La 944, con il suo motore 4 cilindri a trazione posteriore e la distribuzione dei pesi quasi perfetta 50/50, era un’auto da guida eccezionale. La versione 944 Turbo (1985) e la successiva 944 S2 (1989) portarono le prestazioni a livelli sorprendenti per l’epoca, regalando un’esperienza di guida precisa, bilanciata e appagante. Ancor più esclusiva fu la 944 Turbo Cup, versione da competizione omologata per l’omonimo monomarca tedesco, oggi rarissima e molto ricercata.

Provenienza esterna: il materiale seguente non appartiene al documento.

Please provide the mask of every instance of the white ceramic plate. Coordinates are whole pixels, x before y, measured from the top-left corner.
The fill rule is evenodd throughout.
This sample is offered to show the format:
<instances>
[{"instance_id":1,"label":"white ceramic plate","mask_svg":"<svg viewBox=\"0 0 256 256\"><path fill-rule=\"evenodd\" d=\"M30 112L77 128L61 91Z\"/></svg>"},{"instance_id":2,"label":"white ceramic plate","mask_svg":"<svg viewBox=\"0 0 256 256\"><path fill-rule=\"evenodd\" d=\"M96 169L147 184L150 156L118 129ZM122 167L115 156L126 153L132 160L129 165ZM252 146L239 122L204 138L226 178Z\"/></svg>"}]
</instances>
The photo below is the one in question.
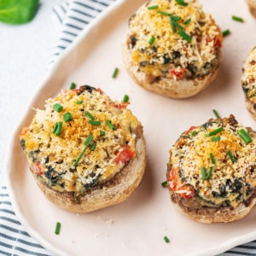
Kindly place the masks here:
<instances>
[{"instance_id":1,"label":"white ceramic plate","mask_svg":"<svg viewBox=\"0 0 256 256\"><path fill-rule=\"evenodd\" d=\"M131 198L84 215L57 208L38 189L19 146L18 134L34 114L32 108L14 134L7 178L15 212L27 231L56 255L212 255L256 239L255 211L231 224L199 224L182 216L160 185L172 144L191 125L213 117L212 109L222 116L233 113L255 129L240 85L241 67L256 44L255 20L246 1L201 1L221 29L230 29L231 35L224 38L217 80L193 98L173 100L137 86L123 67L121 44L127 20L143 2L117 1L95 20L52 67L30 104L43 108L46 98L69 88L71 82L101 87L113 100L128 94L130 108L144 126L148 145L146 174ZM243 17L245 23L232 20L233 15ZM113 79L115 67L119 73ZM59 236L55 235L57 221L61 223ZM164 241L165 236L170 243Z\"/></svg>"}]
</instances>

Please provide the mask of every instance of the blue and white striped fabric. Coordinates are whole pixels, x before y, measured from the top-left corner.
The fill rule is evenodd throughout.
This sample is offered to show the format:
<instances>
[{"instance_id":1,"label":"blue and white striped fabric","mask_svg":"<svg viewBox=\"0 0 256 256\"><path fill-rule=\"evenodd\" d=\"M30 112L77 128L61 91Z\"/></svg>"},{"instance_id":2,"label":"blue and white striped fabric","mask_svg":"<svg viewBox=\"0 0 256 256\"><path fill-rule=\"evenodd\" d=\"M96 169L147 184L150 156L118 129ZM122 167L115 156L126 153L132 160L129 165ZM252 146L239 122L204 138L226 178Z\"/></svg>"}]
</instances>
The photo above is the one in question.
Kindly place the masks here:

La 928, invece, era la grande GT di Stoccarda: motore V8 anteriore, lusso raffinato e prestazioni da vera supercar. La 928 S4 del 1987, con i suoi 320 CV, era una delle vetture più veloci del mondo in quel momento. Spesso ignorata rispetto alla 911, la 928 è oggi in forte rivalutazione tra i collezionisti youngtimer più attenti.
Il mercato delle Porsche youngtimer anni ’80: cosa sapere prima di comprare
Investire in una Porsche youngtimer degli anni ’80 è una scelta appassionante, ma richiede attenzione e preparazione. Il mercato è in costante crescita: i prezzi delle versioni speciali come la Club Sport, la Speedster e le Flachbau sono aumentati in modo significativo nell’ultimo decennio, e la tendenza sembra destinata a continuare.
Prima di procedere all’acquisto, è fondamentale verificare:
- La storia documentata del veicolo (libretto, service record, ricevute originali)
- La corrispondenza dei numeri di telaio e motore con i documenti ufficiali Porsche
- Lo stato della carrozzeria, con particolare attenzione alla corrosione nelle aree tipicamente problematiche (passaruota posteriori, soglie)
- Il corretto funzionamento della meccanica, con test su strada e ispezione da parte di un meccanico specializzato
Risorse come il Porsche Classic e i registri dei club ufficiali come il Porsche Club Italia sono punti di riferimento preziosi per approfondire la storia di un esemplare specifico e connettersi con la comunità degli appassionati.
Conclusione: l’eterno fascino delle Porsche youngtimer
Le versioni speciali di Porsche youngtimer degli anni ’80 non sono semplici automobili: sono frammenti di un’epoca straordinaria, prodotti con una cura artigianale che oggi stentiamo persino a immaginare. Ogni Club Sport, ogni Speedster, ogni Slantnose racconta una storia di ingegneria appassionata, di piloti temerari e di una casa automobilistica capace di trasformare l’entusiasmo in metallo, gomma e benzina.
Se sei un appassionato alla ricerca della tua prossima youngtimer Porsche, gli anni ’80 ti aspettano con tutto il loro fascino autentico e irripetibile. Non lasciarti sfuggire l’occasione di far parte di questa storia.